# 导入相关包

In [1]:
# 导入相关包
import os
import pathlib as pl
import pandas as pd
import numpy as np
import re
from io import StringIO
from datetime import datetime 
import time
from IPython.core.interactiveshell import InteractiveShell
from tqdm.autonotebook import *
import pdfplumber
tqdm.pandas()
InteractiveShell.ast_node_interactivity = "all"


# PDF解析原始数据 
## 加载数据并采用pdfplumber抽取PDF中的文字和表格


In [2]:
# 数据准备(train_output文件中格式有点问题，需要提前用excel或者wps打开然后另存为excel文件)
train_outputs = pd.read_excel('datasets/train_output.xlsx')

# 获取pdf中文字和表格
def extract_pdf_content(pdf_path):
    text_list = []
    table_list = []
    with pdfplumber.open(pdf_path) as pdf:
        for index_page in np.arange(0, len(pdf.pages), 1):
            # 读取多页
            page = pdf.pages[index_page]   # 第n页的信息
            text = page.extract_text()
            text_list.append(text)
            table = page.extract_tables()
            for t in table:
                table_list.append(t)
    return text_list, table_list

def get_dir_file(path):
    '''
    输入文件夹位置，输出整理好的dataframe
    '''
    path_list = os.listdir(path)
    id_list = []
    file_path_list = []
    text_list = []
    table_list = []
    for i in tqdm(path_list):
        if '.PDF' in i:
            file_path = path + i
            id_list.append(int(i.split('.')[0]))
            file_path_list.append(file_path)
            try:
                text_temp, table_temp = extract_pdf_content(file_path)
            except Exception:
                print('此pdf无法读取')
                text_temp, table_temp = [], []
            text_list.append(text_temp)
            table_list.append(table_temp)
            
    df = pd.DataFrame()
    df['sample_id'] = id_list
    df['file_path'] = file_path_list
    df['text'] = text_list
    df['tabel'] = table_list
    df = df.sort_values('sample_id')
    return df

# 文件处理太慢，可持续化保存文件
train_path = 'datasets/train.csv'
if os.path.exists(train_path):
    train_df = pd.read_csv(train_path)
else:
    train_df = get_dir_file('datasets/train_data/')
    train_df.to_csv(train_path,index=False)
    train_df = pd.read_csv(train_path)

test_path =  'datasets/test.csv'
if os.path.exists(test_path):
    test_df = pd.read_csv(test_path)
else:
    test_df = get_dir_file('datasets/test_data/')
    test_df.to_csv(test_path,index=False)
    test_df = pd.read_csv(test_path)

train_outputs.head(2)
train_df.head(2)
test_df.head(2)

Unnamed: 0,sample_id,认购日期,理财产品名称,产品发行方名称,理财类型,认购金额(万元),产品起息日,产品到息日,产品期限,资金来源,实际购买公司名称,实际购买公司和上市公司关系,买卖方是否有关联关系,公告日期
0,1,2019-03-27,汇聚金1号,中融国际信托有限公司,信托,10000.0,2019-03-27,2019-09-23,180天,自有资金,恒生电子股份有限公司,公司本身,否,2019-04-25
1,1,2019-03-27,招商银行步步生金8699,招商银行,银行理财产品,200.0,2019-03-27,NaT,,自有资金,恒生电子股份有限公司,公司本身,否,2019-04-25


Unnamed: 0,sample_id,file_path,text,tabel
0,1,datasets/train_data/1.PDF,[' ...,"[[['', None, None, '', None, None, '', None, N..."
1,2,datasets/train_data/2.PDF,[' ...,"[[['', None, None, '', None, None, '', None, N..."

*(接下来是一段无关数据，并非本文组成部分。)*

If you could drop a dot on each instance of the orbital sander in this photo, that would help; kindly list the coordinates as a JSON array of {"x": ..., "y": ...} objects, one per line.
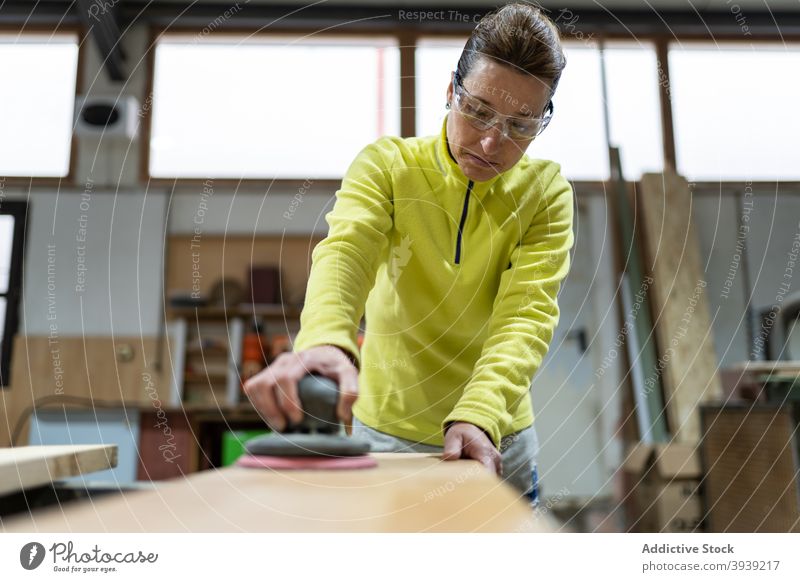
[{"x": 316, "y": 442}]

Unnamed: 0,sample_id,file_path,text,tabel
0,11188,datasets/test_data/11188.PDF,['北京京西文化旅游股份有限公司监事会\n \n \n关于使用部分闲置募集资金购买理财产品的...,[]
1,11189,datasets/test_data/11189.PDF,['北京京西文化旅游股份有限公司 \n监事会关于使用部分自有资金购买理财产品的意见 \n根据...,[]


In [3]:
# 构造训练集验证集
train_df = train_df.sample(frac=1, random_state=1017)
val_df = train_df[:1800]
train_df = train_df[1800:]

### 1.采用LSTM网络用提取好的部分跟pdf中的text做交互预测
#### 理财类型、资金来源、实际购买公司和上市公司关系、买卖方是否有关联关系

In [4]:
# 最后一部分字段采用预测好的部分，跟提取的text做交互采用双输入lstm在dense层做交互预测最后几个字段
train_lstm_input = pd.merge(train_df, train_outputs, on='sample_id', how='left')
train_lstm_input = train_lstm_input.fillna('否')
# label_1理财类型-10  label_2资金来源-3 label_3实际购买公司和上市公司关系-3 label_4买卖方是否有关联关系-2
from sklearn.preprocessing import LabelEncoder
label_1 = LabelEncoder()
label_2 = LabelEncoder()
label_3 = LabelEncoder()
label_4 = LabelEncoder()

train_data = pd.DataFrame()
train_data['text_1'] = train_lstm_input['理财产品名称'].astype(str) + '_' + train_lstm_input['产品发行方名称'].astype(str)
train_data['text_2'] = train_lstm_input['text'].astype(str)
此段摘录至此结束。